Beides, als jeweilige Wirkmacht kumuliert, bedurfte keiner weiteren westlichen "Installation", um durchschlagende Kraft in den kritischen Monaten zu entfalten. (natürlich alles ex-post-betrachtet)


* diese Wahrnehmung ist in einem weiteren Kontext interessant: iranische Studenten in den USA etc., Expatriots ..., die man ebenfalls gruppieren könnte und die westliche Wahrnehmung beeinflussten (und in gewisser Weise verengten).
 
Der SPIEGEL hat seine immer noch lesenswerte, gut recherchierte Titelstory der Ausgabe 50 vom 11.12.1978 den Anti-Schah-Protesten, ihrer Gründe und Geschichte - sowie Chomeini gewidmet...abrufbar im SPIEGEL-Archiv.
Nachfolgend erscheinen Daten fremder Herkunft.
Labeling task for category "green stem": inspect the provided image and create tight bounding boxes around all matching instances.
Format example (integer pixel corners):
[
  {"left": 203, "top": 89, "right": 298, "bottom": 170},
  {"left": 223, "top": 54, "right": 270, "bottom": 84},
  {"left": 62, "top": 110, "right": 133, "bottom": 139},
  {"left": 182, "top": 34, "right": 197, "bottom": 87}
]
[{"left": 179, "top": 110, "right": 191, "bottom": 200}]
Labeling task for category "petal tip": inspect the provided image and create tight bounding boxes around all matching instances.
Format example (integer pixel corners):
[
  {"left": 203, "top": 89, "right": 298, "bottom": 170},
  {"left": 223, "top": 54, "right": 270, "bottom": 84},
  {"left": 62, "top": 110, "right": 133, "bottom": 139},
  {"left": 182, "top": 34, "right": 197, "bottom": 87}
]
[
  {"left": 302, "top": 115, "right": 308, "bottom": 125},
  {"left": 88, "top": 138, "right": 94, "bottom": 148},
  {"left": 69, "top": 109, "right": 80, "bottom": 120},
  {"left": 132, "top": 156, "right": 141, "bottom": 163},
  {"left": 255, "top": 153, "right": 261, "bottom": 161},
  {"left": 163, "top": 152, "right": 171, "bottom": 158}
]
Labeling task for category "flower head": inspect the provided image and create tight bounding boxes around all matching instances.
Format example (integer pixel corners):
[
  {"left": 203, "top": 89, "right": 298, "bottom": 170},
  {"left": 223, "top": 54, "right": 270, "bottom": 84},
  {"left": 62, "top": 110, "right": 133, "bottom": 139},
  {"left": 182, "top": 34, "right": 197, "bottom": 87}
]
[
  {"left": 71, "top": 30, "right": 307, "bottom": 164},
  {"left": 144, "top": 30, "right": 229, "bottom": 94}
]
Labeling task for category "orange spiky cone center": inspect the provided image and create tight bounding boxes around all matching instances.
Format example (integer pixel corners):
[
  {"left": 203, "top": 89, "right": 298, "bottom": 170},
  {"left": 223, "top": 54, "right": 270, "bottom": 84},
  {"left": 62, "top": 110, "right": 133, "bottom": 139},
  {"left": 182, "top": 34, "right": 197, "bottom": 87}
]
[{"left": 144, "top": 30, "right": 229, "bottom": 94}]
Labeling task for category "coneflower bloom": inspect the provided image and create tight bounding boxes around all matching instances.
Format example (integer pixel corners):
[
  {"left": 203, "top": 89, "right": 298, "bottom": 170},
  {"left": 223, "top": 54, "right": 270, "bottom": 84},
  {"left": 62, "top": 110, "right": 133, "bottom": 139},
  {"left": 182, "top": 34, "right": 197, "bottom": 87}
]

In der SPIEGEL-Ausgabe 51 vom 18.12.1978, Iran. Ungeheurer Durst (S. 113-114), S. 113:
Für den Schmuck- und Teppichhändler Ismail Sergham ist die Lage klar. "Nur er kann helfen", sagt er und deutet auf die Photos des Schiitenführers Ajatollah Chomeini, die er im Schaufenster seines Ladens in einer der schmalen Gäßchen des Teheraner Basars angebracht hat.

Auch dieser Artikel über die Hintergründe und Ursachen der Anti-Schah-Proteste sowie der Rolle der schiitischen Geistlichkeit und Chomeinis am Beispiel der Basare/Basar-Händler kann immer noch bestehen.